Topics in Early Childhood Education

Monday, January 28, 2008

Outside the Box

A popular term in business nowadays is "thinking outside the box." I always thought that was the definition of creativity and imagination. I just finished reading the new Caldecott Medal winner, "The Invention of Hugo Cabret" by Brian Selznick. What a great example of thinking outside the box. This is a huge volume of 534 pages! It is very unusual for a book that looks like a novel to win the prestigious award for picture books. That is because there are 284 illustrations in this book! Like a picture book, the illustrations tell a great deal of the story. I applaud the Caldecott committee for thinking outside the box and giving this wonderful volume an award. Take a look at this book and enjoy the journey of being in France during the 1930s.
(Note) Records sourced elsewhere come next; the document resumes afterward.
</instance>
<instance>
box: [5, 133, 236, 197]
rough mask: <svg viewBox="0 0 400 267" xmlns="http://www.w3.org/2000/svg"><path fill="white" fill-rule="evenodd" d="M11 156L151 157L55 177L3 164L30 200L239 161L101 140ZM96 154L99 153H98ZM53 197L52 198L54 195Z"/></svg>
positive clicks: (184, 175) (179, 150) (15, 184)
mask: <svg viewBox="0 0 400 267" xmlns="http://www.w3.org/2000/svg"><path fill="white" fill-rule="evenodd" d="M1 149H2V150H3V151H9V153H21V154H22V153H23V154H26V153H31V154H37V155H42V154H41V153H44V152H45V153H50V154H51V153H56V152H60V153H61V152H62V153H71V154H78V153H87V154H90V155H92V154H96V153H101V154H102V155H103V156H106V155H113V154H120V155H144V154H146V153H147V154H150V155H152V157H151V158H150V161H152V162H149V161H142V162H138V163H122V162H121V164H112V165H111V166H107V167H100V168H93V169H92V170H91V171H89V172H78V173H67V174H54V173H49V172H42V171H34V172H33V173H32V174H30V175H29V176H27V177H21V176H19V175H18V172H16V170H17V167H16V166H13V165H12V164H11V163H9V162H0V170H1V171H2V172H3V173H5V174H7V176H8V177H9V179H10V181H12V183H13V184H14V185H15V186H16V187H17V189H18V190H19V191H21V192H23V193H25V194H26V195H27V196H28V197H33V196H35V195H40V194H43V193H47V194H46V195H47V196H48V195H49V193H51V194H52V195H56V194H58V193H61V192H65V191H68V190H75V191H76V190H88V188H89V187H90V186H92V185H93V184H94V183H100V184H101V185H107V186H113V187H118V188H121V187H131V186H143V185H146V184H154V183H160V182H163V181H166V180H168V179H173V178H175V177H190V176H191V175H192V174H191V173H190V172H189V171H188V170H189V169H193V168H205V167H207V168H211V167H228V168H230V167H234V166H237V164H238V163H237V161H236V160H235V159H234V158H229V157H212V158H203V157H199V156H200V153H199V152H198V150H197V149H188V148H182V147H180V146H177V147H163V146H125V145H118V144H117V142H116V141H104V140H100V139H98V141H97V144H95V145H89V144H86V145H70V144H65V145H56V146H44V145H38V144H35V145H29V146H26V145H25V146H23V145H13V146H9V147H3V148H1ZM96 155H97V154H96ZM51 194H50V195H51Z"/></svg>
At 2:30 PM, Anonymous Anonymous said...

I also applaud the Caldecott Committee for choosing such educational and diverse selections. Henry’s Freedom Box was wonderful and I’m excited to read the book on the Iron Curtin. When I went online to put Hugo Cabret on hold I thought I had the wrong book after seeing the page number. I was certain the library had made a mistake. I was also very excited to see Knuffle Bunny Too on the list. I absolutely love Mo Willems (the Pigeon books are a riot!) and this new book was amazing… a fantastic story and such amazing images. This was a new idea I’ve never seen before. When I read this to my 2nd grade tutor he was mesmerized with “drawing right over real pictures” as he put it. I’ve now started the Newberry honor book Feathers and I’m really looking forward to reading the medal winner as well.

At 2:31 PM, Anonymous Anonymous said...

Whoops! Sorry John, that last comment was from me...Mat Crandall. Thought I'd let you know so you wouln't have to break out your crystal ball.

At 8:31 PM, Blogger ronnidart said...

I really enjoyed this book as well. I'm an art teacher and shared it with my students. They were fascinated. I bought this book last January, and was surprised it hadn't received the Caldecott. I originally bought the book because I had met Mr. Selznick a few years ago at a children's literature conference. I enjoyed his work but at that time most of it was illustrating someone else's novels. "Hugo Cabaret" shows off not only his drawing abilities but also his talent for writing and story telling. My hat goes off to the Caldecott Committee for a truly worthy selection.

At 5:13 PM, Anonymous Anonymous said...

Chelsey Stone Children's Literature 2330-

I couldn't believe this book won the Caldecott. When you told us the book was over 500 pages long I was surprised. Given your thoughts and the previous poster I'm going to read it now.